А далее происходит самое удивительное и непостижимое. В сентябре того же года в Ясную Поляну приезжает Павел Иванович Бирюков, писатель, впоследствии автор объемной биографии Толстого. Он доверительно сообщает хозяину усадьбы, что по информации, полученной им от А.Ф. Кони, Толстому может быть присуждена Нобелевская премия. Что же делает Лев Николаевич? Буквально на следующий же день после отъезда Бирюкова, 25 сентября 1906 года, он пишет письмо финскому писателю Арвиду Ярнефельту, переводчику его произведений на финский язык. Вот что содержало в себе это уникальное эпистолярное творение Толстого. «Большая к вам просьба, милый Арвид, — обращается Лев Николаевич, — прежде всего в том, чтобы никто не знал того, что я пишу вам. Бирюков сказал мне, что по словам Кони может случиться, что премию Нобеля присудят мне. Если бы это случилось, мне было бы очень неприятно отказываться, и поэтому очень прошу вас, если у вас есть — как я думаю — какие-либо связи в Швеции, постараться сделать так, чтобы мне не присуждали этой премии... Конечно, я бы сам мог, узнав адрес, написать председателю с просьбою держать это в секрете, но мне неудобно наперед отказываться от того, что, может быть, они и не думают назначить мне. ». Известно, что А. Ярнефельт исполнил просьбу Толстого, послав в Швецию дословный перевод его письма. Премию за 1906 год по литературе получил Джозуэ Кардуччи, итальянский поэт, имя которого сегодня известно, пожалуй, только специалистам литературы этой страны.

Но сыграло ли роль в «ненаграждении» Льва Николаевича его письмо? Строго говоря, сведения о номинантах, не ставших лауреатами, сугубо конфиденциальны и не подлежат разглашению. Но простая логика подсказывает, что крайне маловероятна значимость этого документа при принятии решения комитетом, — просто исходя из сроков. Дело в том, что лауреаты ежегодно объявляются в первой половине октября. Письмо было направлено в Финляндию 25 сентября. Потом переведено и переслано в Швецию. Даже если, при темпах работы почты того времени, оно попало в Стокгольм до середины октября, едва ли было бы в один момент изменено уже готовое решение. Так что опасение Толстого — «...что, может быть, они и не думают назначить мне» — вполне оправданно. Но это ни коим образом не изменяет непостижимой уникальности ситуации: один из самых значимых писателей в мировой истории просил, даже по сути одалживался, с тем. чтобы не получить сотен тысяч долларов (что тогда было просто астрономической суммой) и самой престижной награды на Земле!

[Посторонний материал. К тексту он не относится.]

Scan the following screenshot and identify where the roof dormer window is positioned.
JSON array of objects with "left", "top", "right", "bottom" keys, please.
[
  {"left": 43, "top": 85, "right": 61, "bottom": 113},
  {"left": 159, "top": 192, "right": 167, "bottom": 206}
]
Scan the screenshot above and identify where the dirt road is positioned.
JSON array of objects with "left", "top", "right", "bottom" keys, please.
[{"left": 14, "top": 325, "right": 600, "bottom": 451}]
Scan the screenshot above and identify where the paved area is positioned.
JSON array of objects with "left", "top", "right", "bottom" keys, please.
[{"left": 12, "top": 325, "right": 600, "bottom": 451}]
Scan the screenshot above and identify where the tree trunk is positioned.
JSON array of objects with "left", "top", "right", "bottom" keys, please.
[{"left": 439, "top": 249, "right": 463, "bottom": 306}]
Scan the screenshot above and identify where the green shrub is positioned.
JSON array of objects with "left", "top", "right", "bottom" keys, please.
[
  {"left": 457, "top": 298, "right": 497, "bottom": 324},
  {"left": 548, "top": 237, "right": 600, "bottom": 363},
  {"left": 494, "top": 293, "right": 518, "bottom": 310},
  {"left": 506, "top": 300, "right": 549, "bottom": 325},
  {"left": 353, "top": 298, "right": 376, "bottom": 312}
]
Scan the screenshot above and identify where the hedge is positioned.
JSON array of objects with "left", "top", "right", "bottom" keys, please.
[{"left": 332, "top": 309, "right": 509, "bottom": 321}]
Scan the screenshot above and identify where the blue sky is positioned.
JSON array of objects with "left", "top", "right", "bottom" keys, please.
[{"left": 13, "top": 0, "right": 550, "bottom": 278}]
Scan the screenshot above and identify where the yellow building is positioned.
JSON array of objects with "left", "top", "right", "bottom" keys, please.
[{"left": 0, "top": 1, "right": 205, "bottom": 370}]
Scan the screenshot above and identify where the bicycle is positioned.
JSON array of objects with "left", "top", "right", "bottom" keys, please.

Объяснил ли Толстой суть своего действия? В тот момент — нет, ведь все держалось в секрете. Но еще за годы до этого, в период самых многочисленных возмущений и обращений по поводу восстановления справедливости и премирования великого писателя, Толстой ответил, что он очень доволен тем, что премия ему не присуждена. «Во-первых, — писал он, — это избавило меня от большого затруднения — распорядиться этими деньгами, которые, как и всякие деньги, по моему убеждению, могут приносить только зло; а во-вторых, это доставило мне честь и большое удовольствие получить выражение сочувствия со стороны стольких лиц, хотя и не знакомых мне, но все же мною глубоко уважаемых». Вероятно, с точки зрения сегодняшнего прагматизма, реалий времени, да и просто психологии большинства людей, мысли и действия Толстого — сплошной парадокс. «Деньги зло», но их можно было раздать крестьянам, неимущим и т. д. Да мало ли может быть объяснений с наших субъективных позиций. Но логика гения им явно не соответствовала. Возможно, именно потому, что он был гений? Или был гений — и потому столь парадоксально мыслил.